The last thing I did was walk up the road toward the castle where they were setting up the bleachers for the Festival and the Tattoo; my goal was the Tartan Weaving Center where you could (note the tense) walk above the weaving floor and see the looms at work. It's not a weaving center anymore there are no looms just floors of woolen knitted or woven goods for sale and lots of cheap tourist souvenirs. I was horribly disappointed. I did not take a single picture.

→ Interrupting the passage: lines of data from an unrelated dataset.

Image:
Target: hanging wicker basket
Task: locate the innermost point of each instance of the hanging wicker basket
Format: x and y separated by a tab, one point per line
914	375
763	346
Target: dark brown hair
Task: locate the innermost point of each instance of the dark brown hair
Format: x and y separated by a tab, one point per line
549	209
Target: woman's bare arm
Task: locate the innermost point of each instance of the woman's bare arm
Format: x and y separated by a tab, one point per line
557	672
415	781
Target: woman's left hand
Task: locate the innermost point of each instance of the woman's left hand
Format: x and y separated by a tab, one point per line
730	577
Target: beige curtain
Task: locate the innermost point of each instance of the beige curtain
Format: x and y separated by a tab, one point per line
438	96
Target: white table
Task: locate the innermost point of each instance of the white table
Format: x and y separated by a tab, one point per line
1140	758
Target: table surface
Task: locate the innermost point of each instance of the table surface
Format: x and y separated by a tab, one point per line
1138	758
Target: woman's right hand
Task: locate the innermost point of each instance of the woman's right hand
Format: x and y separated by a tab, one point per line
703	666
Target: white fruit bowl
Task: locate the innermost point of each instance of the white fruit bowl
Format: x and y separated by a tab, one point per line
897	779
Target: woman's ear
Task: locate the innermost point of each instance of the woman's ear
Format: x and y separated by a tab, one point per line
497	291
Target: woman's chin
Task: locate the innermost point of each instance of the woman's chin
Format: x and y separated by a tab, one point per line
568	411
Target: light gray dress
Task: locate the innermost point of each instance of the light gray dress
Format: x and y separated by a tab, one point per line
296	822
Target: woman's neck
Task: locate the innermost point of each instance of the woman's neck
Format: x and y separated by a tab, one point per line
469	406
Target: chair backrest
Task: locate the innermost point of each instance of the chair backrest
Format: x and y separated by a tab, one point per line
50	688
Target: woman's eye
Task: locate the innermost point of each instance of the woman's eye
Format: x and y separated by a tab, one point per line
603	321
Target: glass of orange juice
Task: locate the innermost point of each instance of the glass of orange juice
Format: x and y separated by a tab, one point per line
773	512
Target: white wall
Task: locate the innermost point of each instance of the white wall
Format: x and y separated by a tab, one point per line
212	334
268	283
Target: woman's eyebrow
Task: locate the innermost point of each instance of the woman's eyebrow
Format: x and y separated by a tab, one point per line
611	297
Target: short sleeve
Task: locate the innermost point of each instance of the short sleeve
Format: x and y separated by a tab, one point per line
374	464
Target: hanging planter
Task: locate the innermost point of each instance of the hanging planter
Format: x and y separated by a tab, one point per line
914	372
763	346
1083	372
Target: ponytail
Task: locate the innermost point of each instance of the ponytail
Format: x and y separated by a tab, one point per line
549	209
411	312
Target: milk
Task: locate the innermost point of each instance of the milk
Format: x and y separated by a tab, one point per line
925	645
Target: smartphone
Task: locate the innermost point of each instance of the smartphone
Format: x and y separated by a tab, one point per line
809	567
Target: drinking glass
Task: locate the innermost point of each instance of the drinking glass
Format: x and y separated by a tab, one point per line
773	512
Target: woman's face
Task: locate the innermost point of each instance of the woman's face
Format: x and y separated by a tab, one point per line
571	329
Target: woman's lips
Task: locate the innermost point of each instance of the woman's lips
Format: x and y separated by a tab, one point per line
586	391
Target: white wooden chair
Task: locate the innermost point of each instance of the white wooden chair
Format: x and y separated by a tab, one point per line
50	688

As I headed back down the street I passed an antique jewelry and silver shop so I stopped in for a look and WOW was I glad I did. There was a case of gold and silver items that were amazing. I asked the shop keeper about them and asked for permission to take two pictures one of the gold broach and the other of a silver tray which he agreed to but not of the rest of the shop for security reasons. Note: I have found most will give person for pictures, I explain I am a part time metalsmith and chaser; they appreciate being asked before taking the pictures so they know that I am not there casing the place. This certainly was a bonus thing to see.
I then slowly wandered back down another close on my way to my hotel and decided to get dinner in a Nepalese restaurant. It was wonderful but it was time to get a good night's sleep since tomorrow I was heading home.